EY refunds Santander £15m for poor serviceby
The pitfalls of outsourcing critical financial crime projects to consultants have been exposed by EY’s failure to help Santander satisfy anti-money laundering regulatory demands, with the Big Four firm forced to hand back £15m.
EY has reportedly repaid Santander UK £15m after the bank was dissatisfied with the Big Four firm’s work to fix lingering financial crime compliance issues.
Consultants from EY were hired by Santander, along with other experts, to resolve anti-money laundering (AML) and financial crime shortcomings that had drawn regulatory ire, the Financial Times reported.
The quality of work, codenamed Project Morgan, was deemed so poor the professional services firm was forced to give the bank a £15m refund.
EY’s consultancy revenue took a serious hit according to sources close to the matter.
In December, the Financial Conduct Authority (FCA) fined Santander £108m for “repeated AML failures” after years of inaccurate and substandard monitoring of high-risk accounts.
The regulator estimated that the bank had washed nearly £300m in criminal funds between 2012 and 2017, and it ordered the firm to overhaul its systems and controls after handing out one of its largest penalties to date.
Poor operating framework
As far back as 2012, Santander UK’s internal audit department had notified senior management that its AML governance and operating framework was poor and in need of a major upgrade.
An unnamed “external consultancy” was commissioned by the bank in 2013, and a report was produced that laid bare the “immature” AML framework in place inside the lender.
The bank continued to hire external help up to 2017, according to a report by the FCA.
However, Project Morgan “went badly wrong over an extended period” said an individual close to the case.
EY has not commented on the matter, and it is not known if the bank took the work in-house.
Santander said it has spent “more than £700m over the past five years in a programme to transform its financial crime systems”.
“We need to keep pace with technological change, which involves piloting new platforms and processes to ensure we are complying with best practice and continuing to innovate,” it said.
Industry experts said financial institutions are taking risks by hiring consultancy services to combat money laundering, as criminal enterprises have evolved to such sophisticated techniques it is a challenge for any party to take them on.
“How each bank chooses to solve for its know your customer needs for event-driven and periodic reviews is a massive strategic decision,” said Alexandra Rice, former Santander data management lead.
“The next huge decision is to work out what good will look like, and then how to measure it,” she said. “If there is lots of manual intervention, as with all processes with huge reliance on people, it will be tricky to scale without eye-watering cost.

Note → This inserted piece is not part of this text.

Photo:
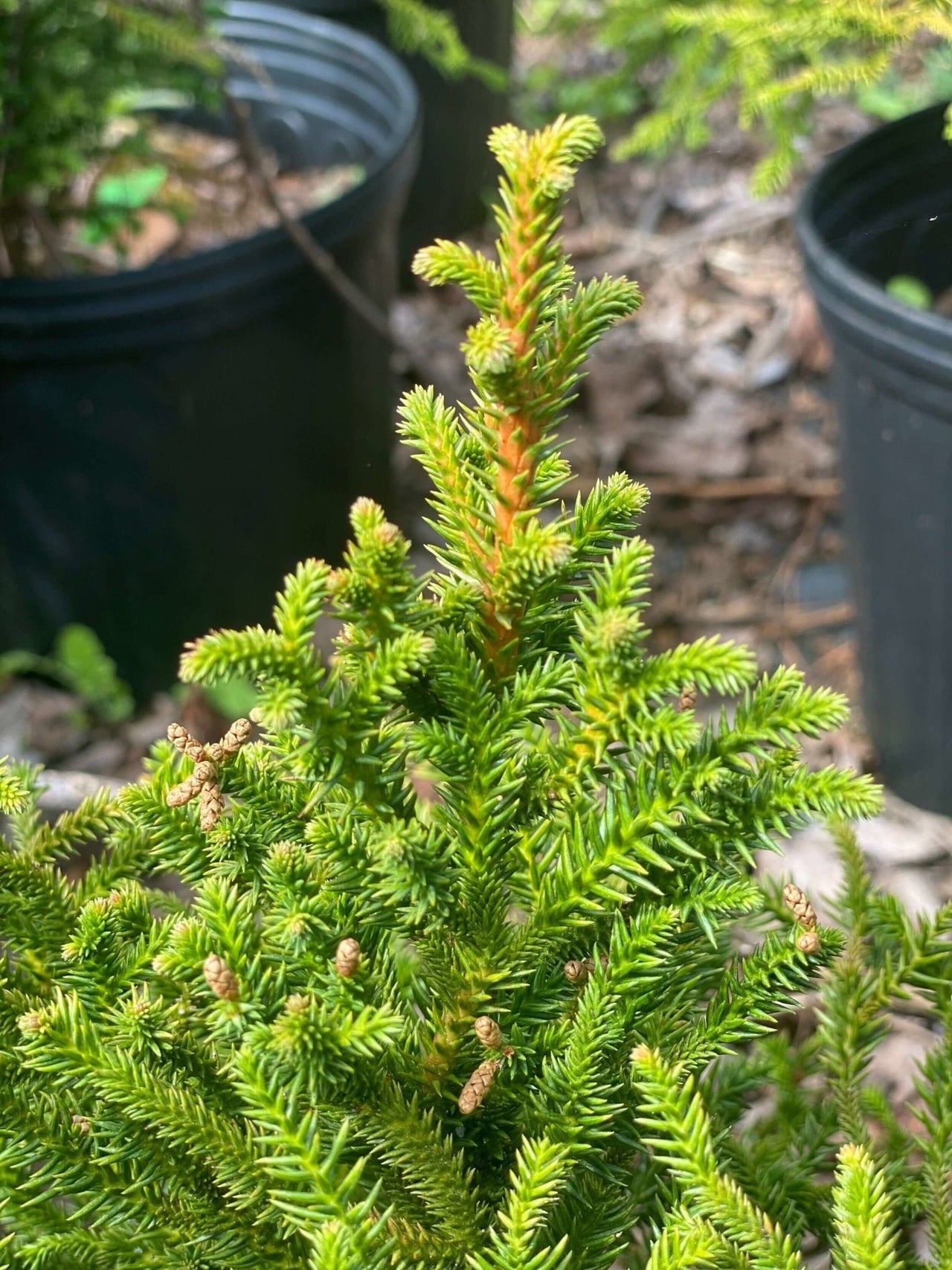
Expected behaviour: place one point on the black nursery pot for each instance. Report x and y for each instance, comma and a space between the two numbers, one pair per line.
457, 172
173, 440
881, 208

Embrace data, fit-for-purpose technology, and make sure the client-facing experts are part of the solution design.”
Netherlands-based compliance officer and regulatory affairs consultant Filip Altiparmakovski added that this was proof of what has been experienced in the field for the past few years. “The Big Four can’t deliver customer due diligence.”
The Big Four firm is expected to announce layoffs in the coming months after signalling it will reduce its 150-person financial crime team as part of wider consultancy cutbacks. The failure of the Santander project is likely to result in a further headcount reduction.
Project Morgan’s tanking accompanies the demise of Project Everest, the doomed internal bid to split EY and float its consulting arm on public markets.
The firm announced in April it had dropped the plan following a major split inside the business, with the UK side failing to win over US partners.
Soon after, company CEO and global chairman Carmine Di Sibio, who was leading the plan to spin off the lucrative consulting arm, announced he would step down.
It has since emerged that US private equity firm TPG had approached EY regarding an investment in the consultancy, but the offer was rebuffed.
Andrea Guerzoni, EY’s global vice chair of strategy and transactions, told Private Equity News: “We’ll refresh our strategy following the appointment of the new CEO. It’s quite obvious that this is not the moment to engage with these kinds of situations.
“We’ve been doing very well over the past 12 months despite some disruption that Project Everest has brought about, and we’re doing very well now. It’s business as usual.”